A critical flaw in the latest release of Apple's macOS, High Sierra can allow anyone to access a theoretically locked down system at the root level with no password whatsoever.

The flaw relates to the way that the root level user is set up by default on High Sierra Macs, and could leave systems compromised if the user hasn't set a default password. Which, if you were unaware that your Mac even had a root admin user by default, would probably be pretty much everyone.

If you're running High Sierra you can test for the flaw yourself by trying to login with the username "root", and hitting the enter key (i.e with no password) several times.

The same flaw applies at the user login screen after a Mac is rebooted, which is quite the critical flaw. Admittedly, someone would have to get physical access to your Mac in order to implement this bypass technique, but that would also cover stolen Macs in any circumstance.

That's terrifying. How can I protect myself?

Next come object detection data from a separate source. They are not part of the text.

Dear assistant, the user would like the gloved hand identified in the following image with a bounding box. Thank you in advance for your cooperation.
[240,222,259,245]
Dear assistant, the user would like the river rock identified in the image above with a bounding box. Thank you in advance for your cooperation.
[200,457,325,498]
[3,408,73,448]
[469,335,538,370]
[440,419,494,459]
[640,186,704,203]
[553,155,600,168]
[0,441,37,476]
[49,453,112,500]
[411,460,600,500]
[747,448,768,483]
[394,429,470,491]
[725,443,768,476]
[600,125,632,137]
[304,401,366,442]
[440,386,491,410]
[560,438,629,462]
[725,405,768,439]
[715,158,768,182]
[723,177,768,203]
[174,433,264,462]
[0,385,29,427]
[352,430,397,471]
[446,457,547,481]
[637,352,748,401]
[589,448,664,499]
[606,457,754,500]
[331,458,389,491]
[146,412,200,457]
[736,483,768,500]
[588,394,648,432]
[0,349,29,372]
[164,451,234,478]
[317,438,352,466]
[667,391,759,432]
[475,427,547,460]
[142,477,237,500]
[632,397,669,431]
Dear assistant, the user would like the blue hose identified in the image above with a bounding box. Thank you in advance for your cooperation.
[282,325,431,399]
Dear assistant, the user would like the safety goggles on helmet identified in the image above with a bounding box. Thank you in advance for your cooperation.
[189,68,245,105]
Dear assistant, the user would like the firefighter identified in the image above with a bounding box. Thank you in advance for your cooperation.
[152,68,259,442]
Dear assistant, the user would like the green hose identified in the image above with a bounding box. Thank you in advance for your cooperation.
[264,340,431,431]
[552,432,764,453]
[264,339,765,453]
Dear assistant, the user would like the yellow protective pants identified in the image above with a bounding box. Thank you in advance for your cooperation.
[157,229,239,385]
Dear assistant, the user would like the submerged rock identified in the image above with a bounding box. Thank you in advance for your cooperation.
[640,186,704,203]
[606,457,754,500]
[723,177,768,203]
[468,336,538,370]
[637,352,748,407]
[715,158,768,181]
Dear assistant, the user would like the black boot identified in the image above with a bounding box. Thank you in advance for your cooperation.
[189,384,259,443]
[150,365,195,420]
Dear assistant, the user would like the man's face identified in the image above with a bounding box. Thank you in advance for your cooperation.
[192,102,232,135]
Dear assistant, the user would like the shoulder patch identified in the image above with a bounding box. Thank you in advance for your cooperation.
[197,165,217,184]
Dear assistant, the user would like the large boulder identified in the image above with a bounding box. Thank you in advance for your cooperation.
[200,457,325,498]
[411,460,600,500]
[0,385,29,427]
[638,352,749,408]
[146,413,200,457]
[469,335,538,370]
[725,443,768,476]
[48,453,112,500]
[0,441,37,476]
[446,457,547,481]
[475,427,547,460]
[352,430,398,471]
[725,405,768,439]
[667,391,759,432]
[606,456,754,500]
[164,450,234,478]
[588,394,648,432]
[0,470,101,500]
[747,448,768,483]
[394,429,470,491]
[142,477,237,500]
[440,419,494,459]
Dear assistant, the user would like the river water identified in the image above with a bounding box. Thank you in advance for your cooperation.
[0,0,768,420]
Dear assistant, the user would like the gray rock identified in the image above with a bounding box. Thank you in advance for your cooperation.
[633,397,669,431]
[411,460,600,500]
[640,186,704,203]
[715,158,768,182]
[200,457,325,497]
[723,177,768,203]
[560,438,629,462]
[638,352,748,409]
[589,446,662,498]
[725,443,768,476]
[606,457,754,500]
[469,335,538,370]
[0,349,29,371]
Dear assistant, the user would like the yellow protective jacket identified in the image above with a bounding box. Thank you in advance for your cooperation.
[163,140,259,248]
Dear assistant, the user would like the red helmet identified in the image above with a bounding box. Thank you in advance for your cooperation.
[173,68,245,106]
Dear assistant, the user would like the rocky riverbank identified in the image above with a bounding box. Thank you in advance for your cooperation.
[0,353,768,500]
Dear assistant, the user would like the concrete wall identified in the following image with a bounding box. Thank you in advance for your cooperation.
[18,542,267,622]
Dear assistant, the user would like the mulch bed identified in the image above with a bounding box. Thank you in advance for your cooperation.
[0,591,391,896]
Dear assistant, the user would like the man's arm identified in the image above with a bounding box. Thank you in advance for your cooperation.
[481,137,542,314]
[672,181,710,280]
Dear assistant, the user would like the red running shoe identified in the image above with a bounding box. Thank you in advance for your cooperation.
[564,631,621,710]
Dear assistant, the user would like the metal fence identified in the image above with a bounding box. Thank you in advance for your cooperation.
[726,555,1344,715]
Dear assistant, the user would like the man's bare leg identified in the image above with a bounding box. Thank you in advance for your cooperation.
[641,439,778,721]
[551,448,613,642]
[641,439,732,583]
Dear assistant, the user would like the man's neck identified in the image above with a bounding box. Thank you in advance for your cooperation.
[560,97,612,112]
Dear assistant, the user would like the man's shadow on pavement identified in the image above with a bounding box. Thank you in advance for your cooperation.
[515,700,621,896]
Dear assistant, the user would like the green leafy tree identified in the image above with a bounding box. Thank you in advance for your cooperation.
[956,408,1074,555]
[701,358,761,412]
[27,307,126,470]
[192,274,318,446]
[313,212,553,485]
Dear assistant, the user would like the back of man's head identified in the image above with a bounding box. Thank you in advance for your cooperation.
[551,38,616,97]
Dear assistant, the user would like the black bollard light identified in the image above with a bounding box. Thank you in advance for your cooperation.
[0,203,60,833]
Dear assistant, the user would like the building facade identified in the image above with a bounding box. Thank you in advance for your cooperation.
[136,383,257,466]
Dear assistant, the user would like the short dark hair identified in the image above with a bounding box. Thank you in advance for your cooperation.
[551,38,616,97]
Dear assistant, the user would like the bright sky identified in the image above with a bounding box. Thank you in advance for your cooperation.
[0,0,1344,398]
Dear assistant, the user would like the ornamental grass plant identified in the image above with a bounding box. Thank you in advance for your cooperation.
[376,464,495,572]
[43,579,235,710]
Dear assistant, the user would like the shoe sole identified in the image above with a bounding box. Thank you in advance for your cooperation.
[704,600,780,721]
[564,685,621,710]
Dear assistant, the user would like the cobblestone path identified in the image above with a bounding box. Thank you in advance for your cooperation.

Apple says that it's working on a fix for High Sierra Macs to eliminate the flaw, but it's yet to appear. It's a timely reminder that it's always worth installing security updates to your computer (whether it's a PC or a Mac), so if you're behind in this aspect it would be wise to get updated.

In the meantime, what you need to do is actually set a root user password. You can test for the root user by heading to System Preferences>Users, and then clicking on the lock icon. You'll be prompted for a username and password. Enter "root" in the username field, and hit return a couple of times, at which point you'll most likely end up in full control of your Mac (as would anyone else). Scary stuff, but paradoxically you need the superuser access that the root account has in order to set a new root users password.

As per Apple's own instructions on how to set that password, do the following:

  • Choose Apple menu () > System Preferences, then click Users & Groups (or Accounts).
  • Click lock icon, then enter an administrator name and password.
  • Click Login Options.
  • Click Join (or Edit).
  • Click Open Directory Utility.
  • Click lock icon in the Directory Utility window, then enter an administrator name and password.
  • From the menu bar in Directory Utility, choose Edit > Change Root Password.
  • Enter a root password when prompted.

The flaw only works when the root superuser account has a password that is blank, so by setting a password, you should block off any miscreants trying to gain access to and control of your Mac. It's generally a poor idea to actually use the root account on a regular basis, however, so once you're done changing the password, you should log back into your regular account.

Apple has long prided itself on the security of MacOS and its underlying Unix heritage, even going so far as to use that as a selling point for its Mac lines back in its Mac vs PC advertising days.

Maybe Apple should dust off Justin Long one more time to redress this in light of this not-at-all-trivial flaw.